Janet was only ten feet behind Tracy, who by now, had sussed what was happening, that she was the target of an assassination attempt by a locally based business competitor armed with a well-primed spaniel.
Tracy fell to her knees.
“Don’t shoot me Janet! Please! Let me live. Let the dogs live!”
“You bitch Tracy. You stole customers from me you piece of dog-shit!”
“No Janet, I never, I just offered a more comprehensive service than you, that’s all. It was healthy competition on customer service. We all charge the same rate for our walks, so what else was I to do?! What else was I to do?! Pray tell – Whaaat elllssse waaass Iiiii toooo doooo!!”

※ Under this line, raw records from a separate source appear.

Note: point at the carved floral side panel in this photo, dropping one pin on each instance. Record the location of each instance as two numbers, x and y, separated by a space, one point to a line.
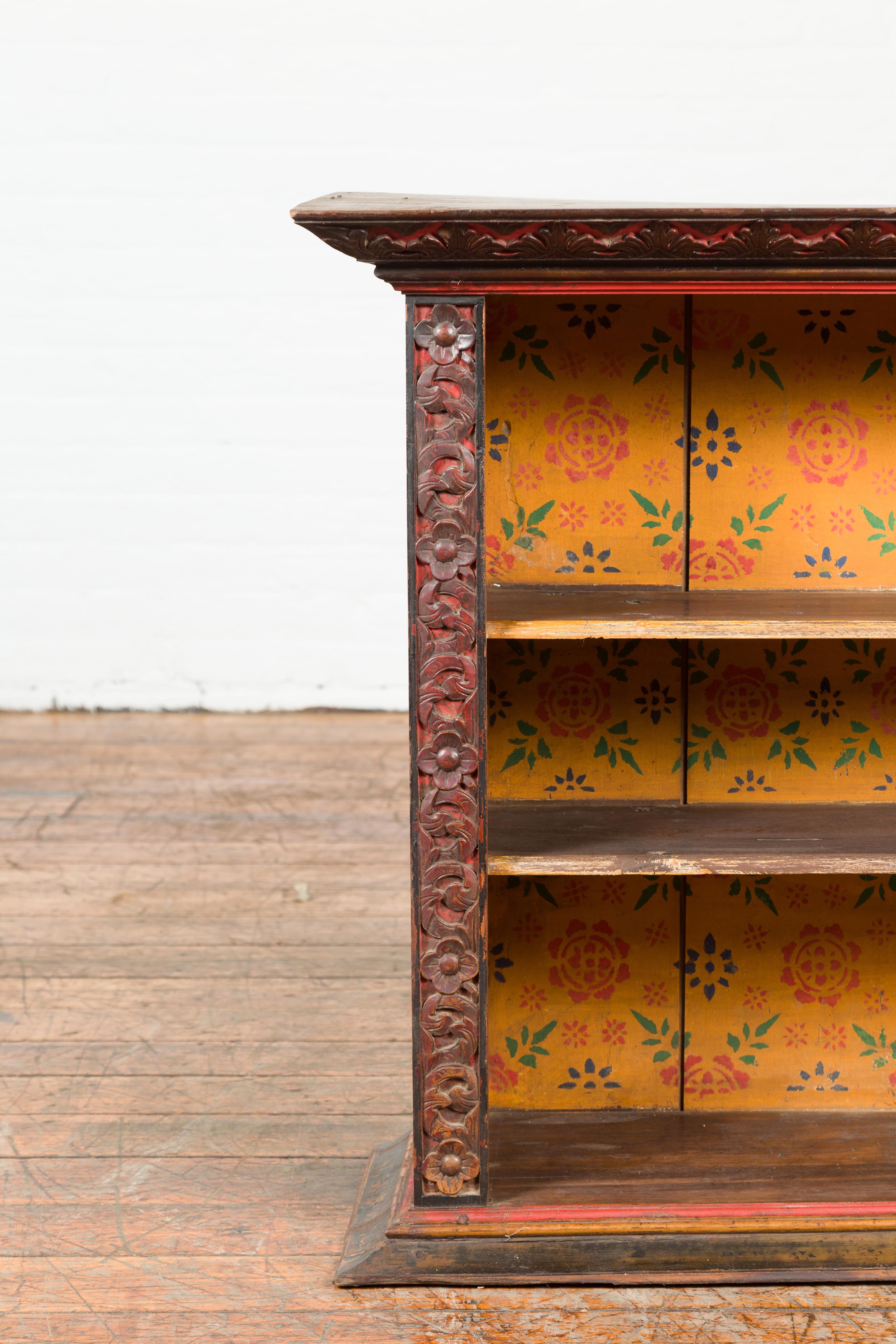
584 992
790 1001
792 721
584 720
448 749
582 472
793 441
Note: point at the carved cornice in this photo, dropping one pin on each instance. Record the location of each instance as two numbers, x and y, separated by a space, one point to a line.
758 241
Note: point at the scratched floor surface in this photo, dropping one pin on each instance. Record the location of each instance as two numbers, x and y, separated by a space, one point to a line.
203 1031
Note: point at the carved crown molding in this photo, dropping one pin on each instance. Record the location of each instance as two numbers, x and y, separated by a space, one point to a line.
602 242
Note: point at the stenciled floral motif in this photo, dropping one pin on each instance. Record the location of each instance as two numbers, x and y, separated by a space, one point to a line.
655 701
742 702
721 564
883 705
445 550
449 965
710 970
590 961
574 701
827 443
588 441
450 1166
825 705
448 760
445 334
820 965
721 1078
502 1077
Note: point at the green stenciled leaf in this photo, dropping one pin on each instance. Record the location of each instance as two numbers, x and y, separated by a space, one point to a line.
516 756
542 1033
766 1026
648 506
645 369
766 900
539 514
772 373
770 509
647 894
875 522
629 760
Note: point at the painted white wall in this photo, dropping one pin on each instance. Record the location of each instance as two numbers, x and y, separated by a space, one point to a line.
202 421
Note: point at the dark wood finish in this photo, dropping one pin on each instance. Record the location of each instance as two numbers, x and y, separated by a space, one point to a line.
448 748
371 1257
737 838
667 613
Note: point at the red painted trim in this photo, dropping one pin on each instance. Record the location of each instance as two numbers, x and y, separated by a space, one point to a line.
648 287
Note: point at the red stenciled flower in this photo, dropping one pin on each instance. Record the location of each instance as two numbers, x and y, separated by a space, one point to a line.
574 699
722 1078
825 443
445 550
742 704
590 961
711 565
819 965
445 334
448 760
589 441
502 1077
449 965
450 1166
883 705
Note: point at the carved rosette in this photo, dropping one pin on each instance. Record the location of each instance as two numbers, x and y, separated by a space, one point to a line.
448 749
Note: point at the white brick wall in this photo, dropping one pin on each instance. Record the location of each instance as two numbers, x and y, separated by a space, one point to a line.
202 413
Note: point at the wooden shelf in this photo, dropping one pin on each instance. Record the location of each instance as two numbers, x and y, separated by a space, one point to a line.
729 838
573 1173
579 613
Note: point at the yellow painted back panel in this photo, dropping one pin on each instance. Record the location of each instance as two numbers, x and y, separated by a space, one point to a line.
584 992
584 406
794 443
584 720
793 721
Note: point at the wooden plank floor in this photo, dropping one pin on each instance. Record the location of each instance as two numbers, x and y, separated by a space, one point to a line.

Janet was stumped, she didn’t have an answer. Tracy was right, healthy competition was the thing that kept businesses virile, her own business had become more streamlined, she’d tidied up her website, coloured-in her local marketing campaign of self-printed posters, and all because of Tracy. Janet had realised, there and then, Tracy had in fact saved Janet’s business from becoming stagnant, irrelevant, behind the times, realised it was Tracy who had made Janet the much better business woman than Tracy. Janet helped Tracy to her feet, de-activated Sid, and together, they walked off slowly towards their separate second-hand transit vehicles.
Meanwhile, Ruby had been cornered by the RSPCA, an Army Bomb Disposal Team, and the Police Special Forces Unit. Ruby was refusing to surrender and was leading the National Six O Clock News.